Appel à communication : The Art of Plaster (Lisbonne, 6-8 juillet 2020)

The Art of Plaster. Between Creation and Reproduction

Faculty of Fine Arts, University of Lisboa / Calouste Gulbenkian Museum, Lisboa – Portugal, July 6 – 08, 2020
Deadline: Mar 10, 2020

The «Art» of Plaster – Between Creation and Reproduction – Study and Preservation

The «Art» of plaster has been valued by our historiography over the last few years. Indeed, it was at the end of the 20th century that the first in-depth studies on the application of plaster in architectural decoration began to emerge, and a new set of plastering artists became known and valued. However, issues concerning sculptural practice itself have been secondary until very recently, although the use of plaster as a material for artistic production has been a constant over the centuries. Because it is very easy to prepare and very malleable, it has been chosen as a material for both architectural decoration and sculpture, due to its ability to imitate other noble materials and, especially, because it is replicable if using casts.
In the artistic production field, even though they often do not represent the final work, the plaster pieces can show us the artists’ original intentions or the various studies and stages of artwork creation. Their preservation often represents the memory of the creation process itself.
On the other hand, its use for making moulds easily, and later plaster casts or reproductions, has allowed the spread of three-dimensional shapes around the world, making the great works of art available to those who could never see them in their original place. In the 19th-century Academies, it became practical to exchange patterns of the great museums and collections’ main sculptures, aiming at the creation of sets of models for students’ learning. At the same time, on the architectural decoration field, one witnesses a similar phenomenon, by finding elements copied from important national and foreign monuments.
The growing importance of teaching Industrial Art has also given great importance to learning through the observation and reproduction of the great national and international artistic models, seeking the creation of a new plastic expression, based on artistic tradition.

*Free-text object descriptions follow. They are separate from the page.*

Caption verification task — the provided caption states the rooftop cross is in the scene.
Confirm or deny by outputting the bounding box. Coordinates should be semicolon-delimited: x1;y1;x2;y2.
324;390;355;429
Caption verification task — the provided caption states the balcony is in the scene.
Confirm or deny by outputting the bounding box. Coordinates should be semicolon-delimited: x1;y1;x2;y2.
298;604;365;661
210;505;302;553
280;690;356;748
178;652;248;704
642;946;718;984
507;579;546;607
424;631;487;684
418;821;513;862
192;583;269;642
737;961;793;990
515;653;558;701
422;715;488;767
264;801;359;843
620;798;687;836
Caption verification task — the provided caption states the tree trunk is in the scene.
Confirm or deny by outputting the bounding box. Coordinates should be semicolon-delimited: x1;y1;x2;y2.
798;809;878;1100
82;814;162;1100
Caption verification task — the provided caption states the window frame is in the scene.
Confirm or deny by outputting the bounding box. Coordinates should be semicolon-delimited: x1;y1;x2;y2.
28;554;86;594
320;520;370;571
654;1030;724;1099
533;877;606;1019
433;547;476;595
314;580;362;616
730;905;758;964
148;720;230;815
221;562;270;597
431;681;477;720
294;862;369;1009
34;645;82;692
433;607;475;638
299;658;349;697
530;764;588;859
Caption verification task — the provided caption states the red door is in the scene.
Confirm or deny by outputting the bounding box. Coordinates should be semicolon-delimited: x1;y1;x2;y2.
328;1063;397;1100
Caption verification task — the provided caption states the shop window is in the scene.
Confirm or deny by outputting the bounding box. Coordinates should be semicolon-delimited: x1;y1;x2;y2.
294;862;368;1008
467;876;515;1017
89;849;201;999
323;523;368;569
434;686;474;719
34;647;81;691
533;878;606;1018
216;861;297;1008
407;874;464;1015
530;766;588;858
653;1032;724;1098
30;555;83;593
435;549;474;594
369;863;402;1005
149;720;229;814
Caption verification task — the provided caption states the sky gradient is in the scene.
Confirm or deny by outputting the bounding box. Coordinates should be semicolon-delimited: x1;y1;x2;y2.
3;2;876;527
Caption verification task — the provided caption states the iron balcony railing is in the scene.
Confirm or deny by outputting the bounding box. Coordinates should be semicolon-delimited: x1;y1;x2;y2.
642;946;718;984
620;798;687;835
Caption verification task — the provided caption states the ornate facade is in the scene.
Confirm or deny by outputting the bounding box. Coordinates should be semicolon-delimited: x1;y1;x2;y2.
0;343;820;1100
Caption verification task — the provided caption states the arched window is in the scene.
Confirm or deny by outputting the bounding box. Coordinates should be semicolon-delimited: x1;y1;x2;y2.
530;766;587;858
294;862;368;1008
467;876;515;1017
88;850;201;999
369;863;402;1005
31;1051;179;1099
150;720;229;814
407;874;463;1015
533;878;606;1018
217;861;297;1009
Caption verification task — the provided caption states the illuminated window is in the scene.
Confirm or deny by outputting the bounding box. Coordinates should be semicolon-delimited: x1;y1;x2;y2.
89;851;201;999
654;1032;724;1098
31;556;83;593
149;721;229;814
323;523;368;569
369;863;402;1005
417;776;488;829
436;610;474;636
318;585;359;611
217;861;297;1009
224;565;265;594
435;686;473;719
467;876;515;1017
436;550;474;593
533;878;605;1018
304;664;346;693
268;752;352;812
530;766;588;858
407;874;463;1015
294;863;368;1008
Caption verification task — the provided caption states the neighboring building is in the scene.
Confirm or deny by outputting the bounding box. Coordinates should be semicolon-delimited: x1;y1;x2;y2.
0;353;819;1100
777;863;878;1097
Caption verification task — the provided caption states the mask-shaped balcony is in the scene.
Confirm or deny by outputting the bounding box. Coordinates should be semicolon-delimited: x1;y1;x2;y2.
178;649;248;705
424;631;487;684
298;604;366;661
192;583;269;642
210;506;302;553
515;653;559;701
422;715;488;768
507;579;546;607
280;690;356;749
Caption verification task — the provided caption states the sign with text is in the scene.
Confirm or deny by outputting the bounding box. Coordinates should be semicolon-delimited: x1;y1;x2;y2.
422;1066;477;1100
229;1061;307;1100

This teaching method is still common today, pursuing an ancient practice of learning for the future artists and our current students, through drawing, painting, sculpture or even copying, continue learning the basis for their future artistic development.
Although its presence in museums in the 19th century was not maintained in the following century, which gradually moved away from the idea of the Universal Museum, today, the reproductions of the great masterpieces are themselves valued objects, giving birth to large collections, which must be preserved and which have been occupying prominent places in numerous museums and art galleries in the international context.
The concern for the preservation of these elements is now a vital issue. The maintenance of plaster pieces is essential, as didactic material or as a register of the artistic creation, but also because they become unique testimonies of the state of the pieces in a certain moment, or even of the existence of some works of art that disappeared over the years.
The Conservation and Restoration field has also been developing studies dedicated to these issues, not only about the knowledge of production techniques and their evolution, but also about the type of restoration performed over time. To these aspects was added the importance of the information collected through the examination and analysis methods. With the wealth of information resulting from these studies, increasingly complete and elucidative information is gathered about the state of conservation of the plaster pieces and procedures to be followed for their preservation.

Thematic Lines
– Historical Memory / Art History
– Artistic Production
– Teaching
– Preservation, Conservation and Restoration
– Another subject

Official languages
Portuguese and English

Those who are interested in participating must send an abstract of up to 400 words, including title, name, affiliation and text, along with a brief curriculum summary of 50 words maximum, to email by 10 March 2020.

The subject of the email, as well as the file, should have the following designation: ABSTRACT – Name of the first author.

Results will be released by 20 March 2020.